# I usually dont sweat ratings...but this makes me mad



## UberPartnerDennis (Jun 21, 2015)

26 rides which are 5* ... 2 which are not....in the world of 5 stars, this would be a fail for a week, regardless of the many positives.....one flag for cleanliness...out of 28 rated rides.....Whats the matter .. your drunk ass cant handle a speck of dust on the upholstery? lol.....Just venting, like I said, usually I dont care, this one just happened to get on my nerves


----------



## SanPedroLover (Oct 26, 2015)

I feel ya. Cant please all the people all the time. So f**k 'em. 

Most Uber/Lyft riders think a 4 star is a good rating and have no clue it's considered a "fail" by both companies. Educate your clients any chance you get.
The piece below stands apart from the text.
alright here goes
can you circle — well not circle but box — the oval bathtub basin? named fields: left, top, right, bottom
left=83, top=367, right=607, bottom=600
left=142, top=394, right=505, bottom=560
Everyone I've explained that to after they asked how I feel about driving for Uber/Lyft have had no idea that the only good rating is a 5. Some even thought a 3 was good, to which I quickly corrected them hah.


----------



## Lando74 (Nov 23, 2014)

UberPartnerDennis said:


> 26 rides which are 5* ... 2 which are not....in the world of 5 stars, this would be a fail for a week, regardless of the many positives.....one flag for cleanliness...out of 28 rated rides.....Whats the matter .. your drunk ass cant handle a speck of dust on the upholstery? lol.....Just venting, like I said, usually I dont care, this one just happened to get on my nerves
> View attachment 28530


Is that a Lyft thing? We don't have Lyft here yet..


----------



## SanPedroLover (Oct 26, 2015)

Yes that is Lyft feedback. Hence the line "best driver I had on Lyft".


----------